The Money Coach: You’ve written or produced various productions. What’s the most recent one you’ve done?
Cameron: One of our original productions, called Skool Dayze, was about peer pressure and teenage issues. In 2014, we did Annie, to give the kids that side of technical theater.
Another of my most recent productions was called College Fever. It’s the story of a single parent facing the reality of their child getting accepted to a school but not getting all of the scholarship money they anticipated. They have to make tough, long-term decisions.
So we tied in the emotional components of college, the financial literacy aspect, and many people had their eyes opened as a result. Anything that I write is based upon real life events. That’s only because I realize the value of the stage is that you can illustrate serious topics in an entertaining way. We all learn through a lot of different ways, like reading, listening, and visual means.
A seminar is great but a lot of people won’t come to it. But they will come to a live production. So from an entertainment perspective, we’re looking to increase our presence in the Washington D.C. area this year.

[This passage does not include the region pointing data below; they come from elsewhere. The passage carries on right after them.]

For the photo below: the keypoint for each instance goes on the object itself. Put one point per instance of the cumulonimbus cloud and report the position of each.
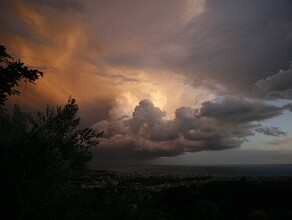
(214, 126)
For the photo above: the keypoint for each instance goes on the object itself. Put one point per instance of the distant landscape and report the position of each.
(145, 109)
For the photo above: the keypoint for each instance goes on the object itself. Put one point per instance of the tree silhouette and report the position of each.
(11, 72)
(38, 153)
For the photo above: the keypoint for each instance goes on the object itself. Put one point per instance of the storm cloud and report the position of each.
(150, 73)
(214, 126)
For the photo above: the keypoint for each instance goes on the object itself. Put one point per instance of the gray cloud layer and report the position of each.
(238, 43)
(215, 126)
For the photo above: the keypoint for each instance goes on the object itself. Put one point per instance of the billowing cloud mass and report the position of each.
(159, 77)
(214, 126)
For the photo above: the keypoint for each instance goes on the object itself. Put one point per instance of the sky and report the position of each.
(169, 82)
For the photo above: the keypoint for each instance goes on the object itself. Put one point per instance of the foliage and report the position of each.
(39, 154)
(11, 72)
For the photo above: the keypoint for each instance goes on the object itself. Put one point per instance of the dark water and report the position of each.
(228, 170)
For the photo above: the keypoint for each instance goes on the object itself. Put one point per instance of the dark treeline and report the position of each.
(38, 153)
(43, 173)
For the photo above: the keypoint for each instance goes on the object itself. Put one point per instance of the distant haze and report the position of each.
(169, 82)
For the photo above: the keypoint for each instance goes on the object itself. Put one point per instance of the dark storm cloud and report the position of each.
(276, 86)
(239, 110)
(271, 131)
(234, 44)
(64, 5)
(215, 126)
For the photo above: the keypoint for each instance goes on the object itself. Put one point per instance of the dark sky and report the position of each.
(163, 78)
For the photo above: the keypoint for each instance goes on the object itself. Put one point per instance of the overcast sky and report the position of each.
(171, 82)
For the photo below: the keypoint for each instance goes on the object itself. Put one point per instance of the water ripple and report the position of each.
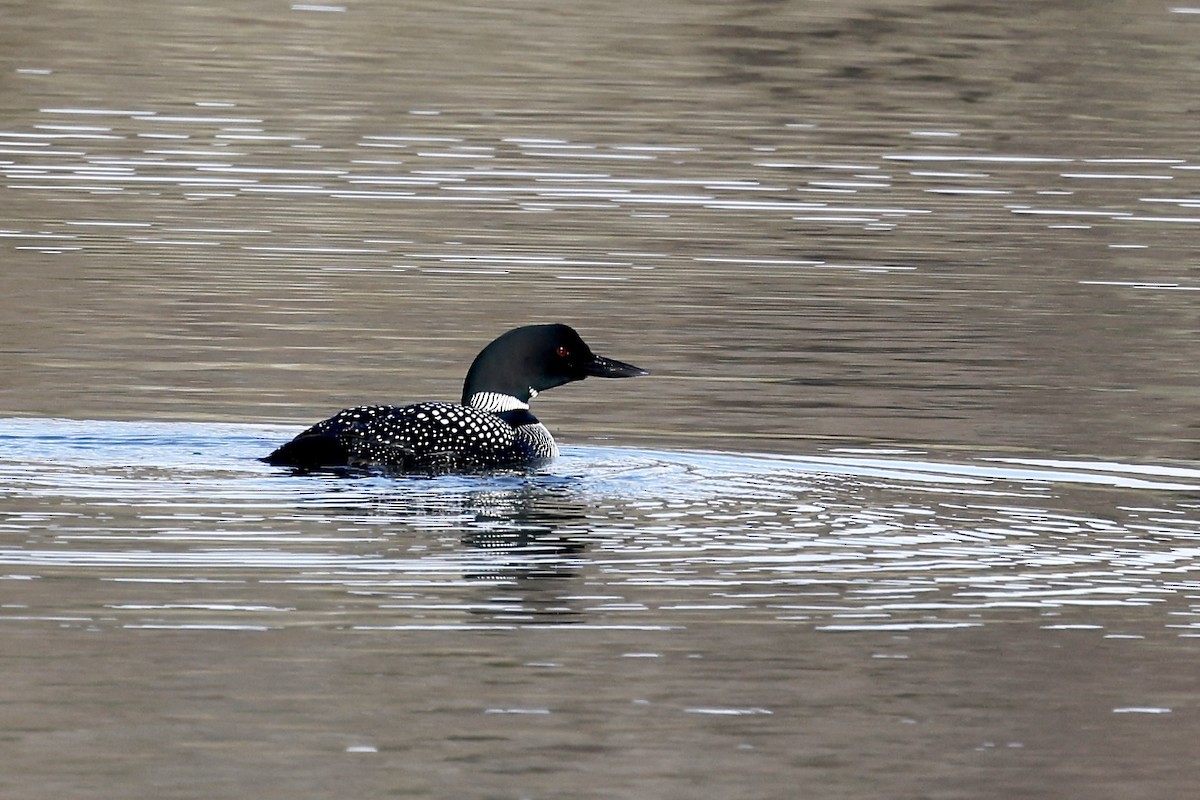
(843, 541)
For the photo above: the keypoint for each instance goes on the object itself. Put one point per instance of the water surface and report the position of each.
(907, 507)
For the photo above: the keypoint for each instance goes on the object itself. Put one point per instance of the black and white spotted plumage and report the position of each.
(492, 428)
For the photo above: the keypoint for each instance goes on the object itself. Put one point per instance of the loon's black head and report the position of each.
(535, 358)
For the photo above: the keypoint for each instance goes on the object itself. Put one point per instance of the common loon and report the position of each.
(492, 428)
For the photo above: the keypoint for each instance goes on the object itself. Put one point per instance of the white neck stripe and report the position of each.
(496, 402)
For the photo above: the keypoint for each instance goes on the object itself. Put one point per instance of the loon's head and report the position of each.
(535, 358)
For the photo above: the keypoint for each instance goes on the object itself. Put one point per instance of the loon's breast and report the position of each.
(492, 428)
(426, 437)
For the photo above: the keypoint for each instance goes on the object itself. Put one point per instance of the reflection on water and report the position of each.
(839, 541)
(935, 260)
(191, 613)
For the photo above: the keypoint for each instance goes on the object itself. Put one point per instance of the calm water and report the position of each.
(910, 506)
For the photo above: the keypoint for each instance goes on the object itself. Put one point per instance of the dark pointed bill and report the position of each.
(603, 367)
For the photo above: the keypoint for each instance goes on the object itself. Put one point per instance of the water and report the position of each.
(909, 506)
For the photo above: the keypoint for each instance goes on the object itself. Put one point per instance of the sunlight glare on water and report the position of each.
(841, 541)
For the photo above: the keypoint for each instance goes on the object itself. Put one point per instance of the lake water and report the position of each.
(909, 507)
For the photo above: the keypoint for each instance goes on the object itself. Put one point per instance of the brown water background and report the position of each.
(887, 242)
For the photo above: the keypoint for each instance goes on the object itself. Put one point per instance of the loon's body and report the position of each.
(492, 428)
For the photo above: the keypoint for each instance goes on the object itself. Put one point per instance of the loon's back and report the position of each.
(420, 438)
(492, 428)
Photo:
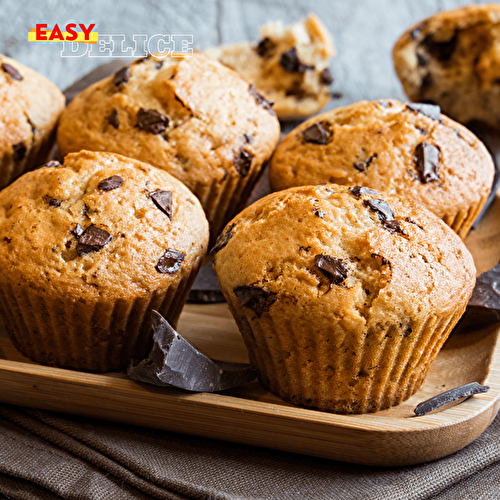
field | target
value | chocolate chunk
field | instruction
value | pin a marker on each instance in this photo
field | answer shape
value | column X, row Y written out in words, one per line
column 18, row 151
column 152, row 121
column 257, row 299
column 430, row 110
column 359, row 191
column 113, row 182
column 12, row 72
column 92, row 240
column 223, row 238
column 163, row 200
column 121, row 76
column 325, row 77
column 170, row 262
column 427, row 162
column 113, row 119
column 242, row 161
column 53, row 202
column 266, row 104
column 318, row 133
column 336, row 270
column 464, row 391
column 290, row 62
column 442, row 51
column 264, row 46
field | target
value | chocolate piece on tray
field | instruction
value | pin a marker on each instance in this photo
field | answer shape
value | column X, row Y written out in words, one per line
column 174, row 362
column 464, row 391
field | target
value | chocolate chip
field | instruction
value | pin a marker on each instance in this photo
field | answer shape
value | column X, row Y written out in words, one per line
column 290, row 61
column 318, row 133
column 325, row 77
column 223, row 238
column 113, row 182
column 113, row 119
column 53, row 202
column 427, row 162
column 163, row 200
column 257, row 299
column 359, row 191
column 266, row 104
column 440, row 50
column 336, row 270
column 18, row 151
column 121, row 76
column 92, row 240
column 12, row 72
column 264, row 46
column 242, row 161
column 430, row 110
column 170, row 262
column 152, row 121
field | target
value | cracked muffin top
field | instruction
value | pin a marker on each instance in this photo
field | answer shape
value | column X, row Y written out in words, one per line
column 190, row 116
column 408, row 149
column 30, row 106
column 362, row 258
column 100, row 224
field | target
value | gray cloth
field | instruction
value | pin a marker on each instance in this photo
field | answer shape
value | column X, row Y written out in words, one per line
column 45, row 455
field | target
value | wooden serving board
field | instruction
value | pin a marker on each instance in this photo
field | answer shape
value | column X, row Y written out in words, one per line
column 252, row 415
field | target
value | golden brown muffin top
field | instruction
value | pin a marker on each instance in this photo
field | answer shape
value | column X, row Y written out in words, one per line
column 100, row 224
column 339, row 252
column 191, row 116
column 409, row 149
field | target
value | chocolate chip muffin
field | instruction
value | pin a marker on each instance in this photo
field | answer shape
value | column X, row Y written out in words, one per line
column 31, row 105
column 87, row 250
column 289, row 65
column 190, row 116
column 452, row 59
column 343, row 296
column 409, row 149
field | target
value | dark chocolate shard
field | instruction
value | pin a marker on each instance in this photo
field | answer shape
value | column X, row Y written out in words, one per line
column 242, row 161
column 12, row 72
column 163, row 200
column 113, row 119
column 255, row 298
column 174, row 362
column 430, row 110
column 223, row 239
column 427, row 162
column 336, row 270
column 325, row 77
column 170, row 262
column 121, row 76
column 92, row 240
column 19, row 151
column 464, row 391
column 359, row 191
column 113, row 182
column 264, row 46
column 290, row 61
column 152, row 121
column 442, row 51
column 318, row 133
column 261, row 100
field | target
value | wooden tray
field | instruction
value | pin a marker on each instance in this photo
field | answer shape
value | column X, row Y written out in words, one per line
column 251, row 415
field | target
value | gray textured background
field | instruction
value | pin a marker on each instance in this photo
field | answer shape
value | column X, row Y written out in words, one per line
column 364, row 32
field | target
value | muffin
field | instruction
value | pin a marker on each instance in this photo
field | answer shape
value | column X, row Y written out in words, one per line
column 190, row 116
column 288, row 65
column 343, row 296
column 31, row 105
column 453, row 59
column 408, row 149
column 87, row 250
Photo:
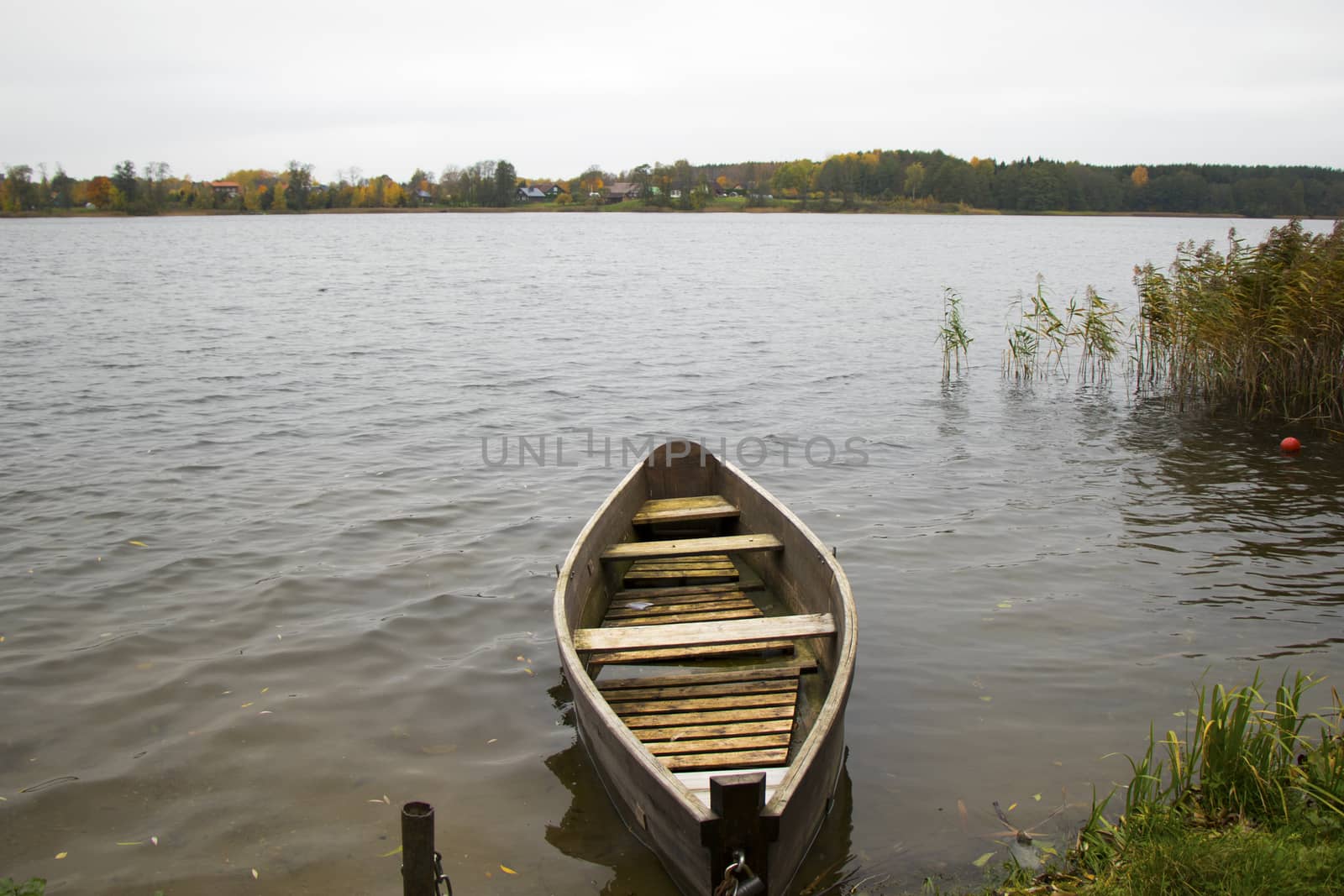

The Money Coach: With so many irons in the fire, how do you make time to be a good father?
Cameron: I made conscious decisions when they were babies to be present. They always saw me and knew me. I also have several mentors. They all advised me: ‘Make sure you’re close to your children because those years go by so quickly. Before you know it, they’ll be in high school and then gone.’
So in 2003-2004 I made the decision to really stay close to home. I still traveled, but it was very strategic. So as they’ve grown up, I have a solid relationship with them. We have a family unit that’s been consistent with them.
I’m at all their games and events. Any business ventures I’m involved in they know about it and are involved in it. They have the opportunity to see it demonstrated in front of them. They see a living example of someone that could create a business and be successful with it. And then see the charitable side of things too.
It’s important for them to know that we’re not just focused on us building our empire, but that we’re willing to share what we earn with others and to create opportunities for others as well. That gives them a well-rounded view as life. As far as our lifestyle, we live nicely, so it’s not like they do without. But they watch us sacrifice to help others.
I also give a lot of credit to my wonderful wife. We’ve been married almost 17 years and it’s hard to believe that it’s gone so quickly.
We don’t try to create an image so that our children see us in a perfect light. They know we’re human. I say to my sons: ‘I want you to see the good and the not-so-good. I face challenges too, but I want you to see how I overcome them.’
We have an open dialogue. They knew they can talk to me about anything they’re facing. My daughter is older, but I’m there for her too.
Snow removal can be an intense business. You can be away for 48 hours straight. But once my daughter was out looking for a job, and I stopped everything. I said: ‘I’m going to take 2 weeks and drive around with you for job offers.’ And she did indeed get two jobs and several offers.
I’m very proud of the young lady that my daughter is maturing into, and glad to be a part of that experience with her, and my whole family.